No entanto, os astrônomos logo perceberam um comportamento estranho da SN 2026gzf em comparação com supernovas semelhantes. A onda de choque de raios X foi a mais fraca já detectada, e observações subsequentes não identificaram nenhum jato relativístico emanando. Isso levou os pesquisadores a suspeitarem que o jato da supernova estava sendo essencialmente estrangulado.
“Uma possibilidade é que o jato tenha sido ‘sufocado’, seja pela superfície da estrela ou pelo material circunstelar que a rodeia”, disse Brendon O’Connor , astrônomo da Universidade Carnegie Mellon e coautor do estudo, em um comunicado.
Nas semanas seguintes, O’Connor e seus colegas orquestraram um exame forense internacional da SN 2026gzy, utilizando recursos de instituições como o Observatório de Raios X Chandra da NASA, o Observatório Nacional de Radioastronomia, o Observatório Palomar do Caltech e o Telescópio Hobby-Eberly.
Segundo Jillian Rastinejad , astrônoma da NASA Einstein Fellow e da Universidade de Maryland, College Park, esse nível de trabalho em equipe permitiu aos cientistas detalhar três aspectos críticos do evento: a onda de choque inicial de raios X, a supernova subsequente e as interações da supernova com os detritos estelares ejetados anteriormente.
“Com essas informações, conseguimos mapear a estrutura do material que envolvia a estrela e entender seu ciclo de vida violento antes de seu colapso”, disse ela.
A enorme quantidade de dados colaborativos permitiu que Rastinejad e outros confirmassem que o ponto de origem da SN 2026gzf é uma estrela Wolf-Rayet. Esses objetos estelares têm cerca de 20 vezes a massa do Sol, mas consomem todo o seu hidrogênio enquanto ainda são jovens. Antes da explosão, a estrela passou por períodos irregulares de perda de massa, nos quais emitiu todo o seu hélio e hidrogênio, deixando para trás uma estrela empobrecida composta principalmente de oxigênio e carbono. Essas fases caóticas geraram inúmeras camadas de material ao redor da estrela, sendo uma das mais próximas os detritos de baixa massa que criaram o primeiro sinal de raios X.
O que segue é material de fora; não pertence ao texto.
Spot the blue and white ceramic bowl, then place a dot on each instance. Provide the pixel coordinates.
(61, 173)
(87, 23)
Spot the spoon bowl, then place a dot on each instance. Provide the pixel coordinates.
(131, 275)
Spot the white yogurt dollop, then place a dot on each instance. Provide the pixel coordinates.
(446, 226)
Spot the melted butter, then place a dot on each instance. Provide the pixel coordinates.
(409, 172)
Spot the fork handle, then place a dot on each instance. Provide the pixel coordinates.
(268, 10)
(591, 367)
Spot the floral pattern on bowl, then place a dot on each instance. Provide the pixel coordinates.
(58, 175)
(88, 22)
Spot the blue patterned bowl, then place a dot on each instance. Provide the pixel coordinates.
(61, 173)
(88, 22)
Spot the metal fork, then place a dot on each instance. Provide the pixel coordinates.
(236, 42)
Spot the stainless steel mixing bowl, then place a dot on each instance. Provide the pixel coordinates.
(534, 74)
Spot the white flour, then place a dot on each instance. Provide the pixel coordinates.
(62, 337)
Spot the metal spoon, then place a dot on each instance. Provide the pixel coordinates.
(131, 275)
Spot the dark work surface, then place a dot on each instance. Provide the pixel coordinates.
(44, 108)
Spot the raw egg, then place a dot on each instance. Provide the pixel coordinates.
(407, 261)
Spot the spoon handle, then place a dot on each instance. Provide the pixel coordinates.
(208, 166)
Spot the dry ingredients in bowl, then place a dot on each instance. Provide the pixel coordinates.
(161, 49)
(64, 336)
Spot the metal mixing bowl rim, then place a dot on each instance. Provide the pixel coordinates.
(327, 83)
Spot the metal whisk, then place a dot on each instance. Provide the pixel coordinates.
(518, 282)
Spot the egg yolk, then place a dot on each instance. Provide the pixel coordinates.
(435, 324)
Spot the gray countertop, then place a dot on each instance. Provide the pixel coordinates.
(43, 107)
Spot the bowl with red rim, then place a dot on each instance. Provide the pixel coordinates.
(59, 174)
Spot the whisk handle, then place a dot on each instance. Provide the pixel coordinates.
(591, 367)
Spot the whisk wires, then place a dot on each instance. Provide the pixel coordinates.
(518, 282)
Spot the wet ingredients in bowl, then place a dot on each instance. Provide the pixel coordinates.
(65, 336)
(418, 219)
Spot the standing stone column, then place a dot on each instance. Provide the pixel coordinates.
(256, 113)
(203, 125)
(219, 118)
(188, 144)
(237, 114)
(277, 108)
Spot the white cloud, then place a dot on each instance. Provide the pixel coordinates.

Em suma, isso significa que a SN 2026gzf não é apenas uma supernova rara. Seu comportamento estranho e inesperado sugere que estrelas gigantes podem morrer frequentemente de maneiras que os astrônomos nunca imaginaram.
“Esta é a primeira vez que mapeamos o ambiente pré-explosão de uma estrela que foi desprovida de hidrogênio e hélio”, acrescentou o astrônomo da Universidade de Maryland e coautor do estudo, Gokul Srinivasaragavan. “No futuro, estou ansioso para observar mais eventos de ruptura por choque com detalhes semelhantes para testar se todas as estrelas desprovidas de hidrogênio e hélio têm um ‘estilo de vida’ similar antes do colapso e quais diferenças, se houver, observamos.”